Synopses & Reviews
Synopsis
The classic Caribbean adventure story and foundational English novel, now in a new, illustrated Restless Classics edition with an introduction contextualizing the book for our globalized, postcolonial era. When Daniel Defoe published Robinson Crusoe in 1719, many of the readers who quickly became obsessed with the adventure story were convinced that it was a true-life travelogue written by its protagonist. Its original, full title drew them in: The Life and Strange Surprizing Adventures of Robinson Crusoe, Of York, Mariner: Who lived Eight and Twenty Years, all alone in an un-inhabited Island on the Coast of America, near the Mouth of the Great River of Oroonoque; Having been cast on Shore by Shipwreck, wherein all the Men perished but himself. With An Account how he was at last as strangely deliver'd by Pyrates. Three centuries later, the book remains a classic of the adventure genre and is widely considered the first great English novel.

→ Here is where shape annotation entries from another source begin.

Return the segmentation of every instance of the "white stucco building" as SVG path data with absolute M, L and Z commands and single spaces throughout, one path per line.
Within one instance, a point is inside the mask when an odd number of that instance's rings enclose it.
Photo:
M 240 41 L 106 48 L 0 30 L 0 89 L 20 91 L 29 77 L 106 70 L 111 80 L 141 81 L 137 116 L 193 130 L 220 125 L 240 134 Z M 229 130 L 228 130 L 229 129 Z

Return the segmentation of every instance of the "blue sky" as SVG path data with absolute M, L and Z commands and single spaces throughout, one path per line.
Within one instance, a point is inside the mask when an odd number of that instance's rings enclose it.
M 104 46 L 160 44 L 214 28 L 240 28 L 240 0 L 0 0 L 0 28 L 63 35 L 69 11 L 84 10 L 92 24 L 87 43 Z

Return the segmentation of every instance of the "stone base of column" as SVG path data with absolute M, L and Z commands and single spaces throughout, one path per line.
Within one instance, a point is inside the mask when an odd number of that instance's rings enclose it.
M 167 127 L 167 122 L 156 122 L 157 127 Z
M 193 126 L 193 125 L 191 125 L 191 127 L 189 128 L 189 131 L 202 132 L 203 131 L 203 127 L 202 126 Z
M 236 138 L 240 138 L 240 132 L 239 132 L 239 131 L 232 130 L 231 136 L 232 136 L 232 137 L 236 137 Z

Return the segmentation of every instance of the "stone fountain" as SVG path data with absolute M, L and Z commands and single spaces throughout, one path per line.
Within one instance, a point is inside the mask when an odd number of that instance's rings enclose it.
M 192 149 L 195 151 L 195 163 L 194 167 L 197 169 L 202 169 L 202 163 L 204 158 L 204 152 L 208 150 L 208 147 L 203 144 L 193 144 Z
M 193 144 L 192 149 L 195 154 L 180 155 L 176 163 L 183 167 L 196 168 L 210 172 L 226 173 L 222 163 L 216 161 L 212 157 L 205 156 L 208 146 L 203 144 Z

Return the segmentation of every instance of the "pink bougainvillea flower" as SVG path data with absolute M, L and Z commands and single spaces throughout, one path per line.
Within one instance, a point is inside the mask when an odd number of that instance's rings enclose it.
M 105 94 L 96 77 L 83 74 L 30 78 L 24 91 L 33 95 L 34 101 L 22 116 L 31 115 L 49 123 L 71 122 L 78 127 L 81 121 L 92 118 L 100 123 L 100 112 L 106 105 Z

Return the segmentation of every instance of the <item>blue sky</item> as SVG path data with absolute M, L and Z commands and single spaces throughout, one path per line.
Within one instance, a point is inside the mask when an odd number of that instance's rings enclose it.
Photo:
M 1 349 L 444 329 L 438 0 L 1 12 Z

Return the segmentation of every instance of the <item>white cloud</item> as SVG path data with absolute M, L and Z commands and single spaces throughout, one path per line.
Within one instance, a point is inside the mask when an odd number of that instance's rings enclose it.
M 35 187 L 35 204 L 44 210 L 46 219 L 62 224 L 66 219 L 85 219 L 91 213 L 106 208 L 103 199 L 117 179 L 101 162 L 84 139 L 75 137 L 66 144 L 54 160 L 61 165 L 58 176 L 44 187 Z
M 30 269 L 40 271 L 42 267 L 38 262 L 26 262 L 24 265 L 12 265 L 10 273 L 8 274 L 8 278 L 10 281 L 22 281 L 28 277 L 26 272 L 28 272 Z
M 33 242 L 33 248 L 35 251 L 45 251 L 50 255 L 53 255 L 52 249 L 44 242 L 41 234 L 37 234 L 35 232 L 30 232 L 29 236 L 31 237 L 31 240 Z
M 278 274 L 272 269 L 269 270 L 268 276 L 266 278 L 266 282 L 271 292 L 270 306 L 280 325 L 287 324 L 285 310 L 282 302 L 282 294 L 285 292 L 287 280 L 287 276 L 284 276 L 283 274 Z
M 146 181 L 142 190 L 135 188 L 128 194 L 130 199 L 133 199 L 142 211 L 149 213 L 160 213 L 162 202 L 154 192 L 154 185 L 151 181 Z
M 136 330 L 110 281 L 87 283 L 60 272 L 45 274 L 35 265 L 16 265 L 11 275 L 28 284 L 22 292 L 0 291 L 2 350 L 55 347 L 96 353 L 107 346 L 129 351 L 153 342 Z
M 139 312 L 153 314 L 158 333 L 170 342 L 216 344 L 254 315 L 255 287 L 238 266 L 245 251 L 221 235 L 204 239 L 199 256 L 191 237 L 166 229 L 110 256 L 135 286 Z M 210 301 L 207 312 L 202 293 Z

But the book also has much to teach us, in retrospect, about entrenched attitudes of the colonizers toward the colonized, and it stands at the beginning of a long tradition of colonial literature and representation that still echoes today. Now with a new introduction by rising Jamaican-born journalist and scholar Garnette Cadogan and vivid illustrations by the Mexican artist Eko, the Restless Classics edition of Robinson Crusoe invites readers to reconsider this tale of a castaway who spends thirty years on a remote tropical island near Trinidad, encountering cannibals, captives, and mutineers before ultimately being rescued.
Synopsis
If ever the story of any private man's adventures in the world were worth making public, and were acceptable when published, the Editor of this account thinks this will be so. The wonders of this man's life exceed all that (he thinks) is to be found extant; the life of one man being scarce capable of a greater variety.